Taxpayers and tax practitioners have complained about the Exit Tax since it was enacted. One of their chief complaints has been that the Exit Tax results in double taxation. Using the facts in the example above, the corporation paid for the privilege of engaging in business in Texas in 2002 (for all of the year) when it filed its regular 2002 franchise tax return. When it filed its 2002 return, it paid for the right to earn all of the income that it actually earned in Texas during 2002. Under the Exit Tax, as the argument goes, it is being forced to pay for the privilege of earning that income a second time. Faced with this perceived double taxation, many taxpayers faced with the Exit Tax have asked why they should be forced to pay for the same privilege twice.

These growing complaints about the Exit Tax resulted in a flood of recent judicial challenges to the Exit Tax. However, the courts, thus far, have sustained the tax.

Strike One: The B&A Marketing decision

Rylander v. B&A Marketing Co., 997 S.W.2d 326 (Tex. App.-Austin 1999, no pet.) was one of the first Exit Tax cases to reach the Austin Court of Appeals. In B&A Marketing, a calendar year end taxpayer that had dissolved challenged the Exit Tax, in part, as an unconstitutional double tax. The Court disagreed, and sustained the tax. The Court reasoned:

First, the additional tax does not constitute double taxation. The additional tax is a tax on profits earned in Texas but not subject to the state’s franchise tax. Although the tax is essentially an income tax, it is not improper that the statute is included in the Franchise Tax Act.

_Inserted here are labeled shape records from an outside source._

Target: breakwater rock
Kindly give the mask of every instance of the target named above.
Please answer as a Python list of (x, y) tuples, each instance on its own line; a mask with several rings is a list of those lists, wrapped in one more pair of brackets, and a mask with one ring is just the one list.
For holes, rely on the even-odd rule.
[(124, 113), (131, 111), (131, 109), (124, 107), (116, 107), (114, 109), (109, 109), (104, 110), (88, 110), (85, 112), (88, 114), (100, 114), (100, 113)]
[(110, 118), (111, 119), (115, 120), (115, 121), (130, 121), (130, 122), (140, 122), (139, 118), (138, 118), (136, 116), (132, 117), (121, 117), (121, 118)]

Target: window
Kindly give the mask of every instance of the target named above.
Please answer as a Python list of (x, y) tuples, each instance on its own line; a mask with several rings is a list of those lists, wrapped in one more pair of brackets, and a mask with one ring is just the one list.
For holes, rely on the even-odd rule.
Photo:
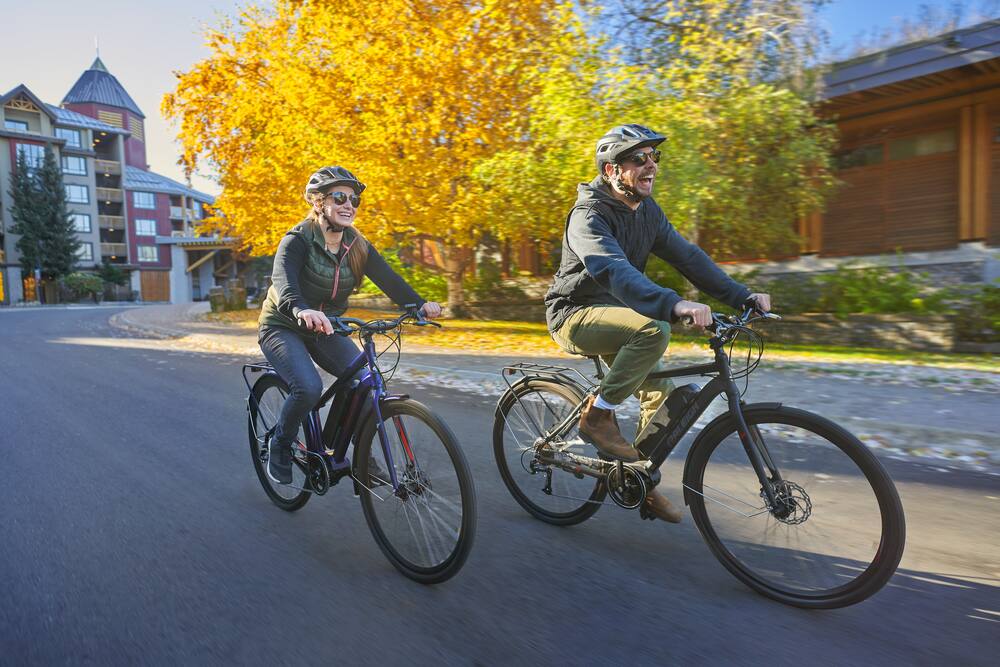
[(868, 144), (858, 146), (850, 150), (838, 153), (837, 169), (850, 169), (852, 167), (867, 167), (873, 164), (882, 163), (882, 144)]
[(74, 213), (70, 216), (73, 220), (73, 229), (78, 232), (89, 232), (90, 227), (90, 216), (86, 213)]
[(86, 185), (64, 185), (66, 188), (66, 201), (74, 204), (89, 204), (90, 191)]
[(955, 130), (941, 130), (893, 139), (889, 142), (889, 159), (906, 160), (953, 150), (955, 150)]
[(64, 174), (72, 174), (74, 176), (87, 175), (87, 161), (82, 157), (63, 155), (62, 162)]
[(132, 204), (136, 208), (156, 208), (156, 195), (152, 192), (133, 192)]
[(156, 236), (156, 220), (136, 220), (135, 234), (136, 236)]
[(36, 144), (17, 144), (17, 154), (24, 155), (29, 169), (41, 169), (45, 163), (45, 148)]
[(157, 262), (160, 256), (156, 253), (155, 245), (141, 245), (139, 248), (139, 261), (140, 262)]
[(57, 127), (56, 136), (60, 139), (65, 139), (67, 146), (80, 148), (80, 130), (70, 130), (65, 127)]

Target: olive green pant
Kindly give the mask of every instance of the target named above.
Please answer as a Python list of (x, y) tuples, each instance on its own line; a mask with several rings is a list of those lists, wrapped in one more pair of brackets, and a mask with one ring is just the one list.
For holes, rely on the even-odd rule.
[(552, 338), (567, 352), (600, 355), (609, 367), (600, 395), (615, 405), (629, 395), (639, 399), (637, 433), (674, 389), (669, 378), (646, 379), (649, 373), (666, 369), (663, 353), (670, 342), (668, 322), (622, 306), (590, 306), (570, 315)]

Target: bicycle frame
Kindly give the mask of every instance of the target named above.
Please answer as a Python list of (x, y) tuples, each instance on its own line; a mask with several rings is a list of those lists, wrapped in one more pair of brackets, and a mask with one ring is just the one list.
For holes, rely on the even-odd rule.
[[(740, 398), (740, 390), (736, 386), (735, 380), (733, 380), (732, 369), (729, 366), (729, 357), (724, 349), (725, 342), (713, 337), (709, 341), (709, 345), (715, 353), (714, 363), (685, 366), (683, 368), (649, 374), (649, 378), (672, 378), (692, 375), (712, 375), (713, 377), (701, 388), (681, 416), (678, 419), (671, 420), (667, 424), (667, 428), (662, 433), (654, 435), (651, 438), (649, 446), (640, 449), (640, 451), (652, 463), (653, 469), (658, 469), (666, 461), (667, 457), (670, 456), (677, 443), (687, 434), (691, 426), (708, 409), (708, 406), (715, 400), (715, 397), (725, 394), (726, 402), (729, 404), (729, 413), (736, 421), (736, 432), (743, 445), (743, 451), (746, 452), (747, 458), (750, 460), (750, 465), (760, 480), (761, 488), (764, 491), (767, 501), (771, 507), (774, 507), (777, 501), (774, 495), (773, 484), (781, 481), (781, 474), (775, 467), (760, 432), (756, 427), (753, 429), (747, 427), (746, 419), (743, 416), (744, 404)], [(657, 414), (659, 414), (660, 410), (666, 409), (666, 402), (664, 402), (659, 410), (657, 410)], [(656, 416), (653, 416), (650, 424), (655, 422)]]
[[(736, 421), (736, 430), (740, 437), (740, 442), (743, 445), (743, 449), (746, 452), (747, 458), (750, 460), (750, 465), (753, 467), (757, 478), (760, 480), (761, 488), (764, 492), (765, 498), (771, 507), (775, 507), (777, 500), (774, 494), (773, 485), (776, 482), (781, 481), (781, 474), (775, 467), (770, 454), (767, 451), (767, 445), (764, 443), (763, 437), (757, 430), (756, 426), (753, 428), (748, 428), (746, 419), (743, 416), (743, 401), (740, 398), (740, 390), (736, 386), (735, 380), (733, 380), (732, 369), (729, 365), (729, 357), (725, 352), (726, 341), (719, 337), (712, 337), (709, 339), (709, 345), (715, 354), (715, 361), (709, 364), (698, 364), (694, 366), (684, 366), (682, 368), (675, 368), (666, 371), (657, 371), (650, 373), (647, 377), (650, 379), (660, 379), (660, 378), (674, 378), (674, 377), (690, 377), (690, 376), (711, 376), (712, 379), (702, 387), (698, 394), (694, 397), (690, 404), (685, 408), (684, 412), (679, 418), (671, 419), (666, 423), (665, 428), (661, 428), (658, 432), (651, 433), (649, 437), (643, 438), (643, 442), (640, 446), (640, 452), (646, 457), (646, 461), (641, 461), (647, 465), (647, 469), (650, 473), (659, 469), (663, 462), (666, 461), (667, 457), (670, 456), (674, 448), (681, 439), (687, 434), (691, 426), (698, 420), (699, 417), (708, 409), (712, 401), (715, 400), (717, 396), (725, 395), (726, 401), (729, 405), (729, 412), (733, 415), (733, 419)], [(595, 358), (595, 366), (597, 368), (597, 378), (603, 377), (602, 368), (600, 362)], [(525, 378), (529, 377), (543, 377), (546, 379), (551, 379), (556, 382), (572, 383), (577, 384), (571, 377), (569, 377), (569, 372), (575, 372), (572, 369), (564, 369), (561, 367), (554, 366), (537, 366), (536, 364), (515, 364), (514, 366), (508, 366), (504, 368), (504, 373), (509, 375), (513, 372), (520, 371), (524, 373)], [(510, 383), (508, 383), (510, 386)], [(593, 391), (593, 389), (592, 389)], [(518, 399), (520, 402), (520, 399)], [(542, 433), (538, 424), (533, 424), (539, 435), (546, 441), (550, 441), (553, 438), (559, 438), (566, 434), (576, 420), (579, 418), (580, 410), (583, 404), (576, 406), (574, 410), (570, 412), (569, 415), (563, 419), (558, 425), (550, 429), (546, 433)], [(658, 417), (661, 417), (662, 411), (667, 410), (666, 402), (664, 402), (660, 408), (657, 410), (656, 414), (649, 421), (647, 428), (654, 427), (658, 423)], [(529, 411), (525, 411), (528, 417), (534, 421), (531, 417)], [(641, 435), (641, 434), (640, 434)]]
[[(382, 404), (386, 400), (392, 400), (385, 387), (382, 374), (378, 372), (375, 365), (377, 357), (375, 353), (375, 343), (371, 336), (362, 336), (362, 350), (320, 396), (316, 405), (309, 411), (306, 429), (306, 448), (318, 456), (328, 461), (331, 473), (341, 471), (346, 474), (351, 470), (351, 462), (347, 460), (347, 449), (351, 444), (351, 437), (360, 432), (367, 419), (373, 416), (378, 430), (379, 441), (385, 455), (388, 467), (390, 482), (393, 490), (399, 489), (399, 480), (396, 476), (396, 468), (389, 447), (389, 438), (385, 430), (385, 423), (382, 420)], [(275, 373), (269, 364), (248, 364), (244, 366), (245, 371), (251, 372), (267, 371)], [(360, 378), (357, 374), (364, 370)], [(249, 381), (247, 381), (249, 387)], [(251, 392), (251, 397), (253, 396)], [(326, 422), (320, 424), (320, 410), (330, 402), (330, 410), (326, 416)], [(410, 463), (414, 462), (413, 452), (409, 447), (409, 438), (401, 420), (393, 420), (397, 429), (403, 449), (406, 452)], [(337, 479), (342, 475), (338, 475)], [(331, 480), (333, 481), (333, 480)], [(357, 480), (355, 480), (357, 482)]]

B&A Marketing, 997 S.W.2d 326, 334.

Strike Two: The Beall Brothers decision

Rylander v. 3 Beall Brothers 3, Inc., 2 S.W.3d 562 (Tex. App.-Austin 1999, pet. denied) was the next Exit Tax case to reach the Court. Bealls operated department stores in Texas. Bealls used a fiscal year accounting period ending on the Saturday nearest to January 31. Thus, for the privilege of engaging in business in Texas during the 1993 calendar year, Bealls paid the Texas franchise tax based on its operations from February 3, 1991, to February 1, 1992. Bealls was merged into another corporation on August 2, 1993. Under the Exit Tax, because it had adopted a non-calendar accounting year end, Bealls owed taxes based on the income it earned in Texas from February 2, 1992, through August 2, 1993, an eighteen month period.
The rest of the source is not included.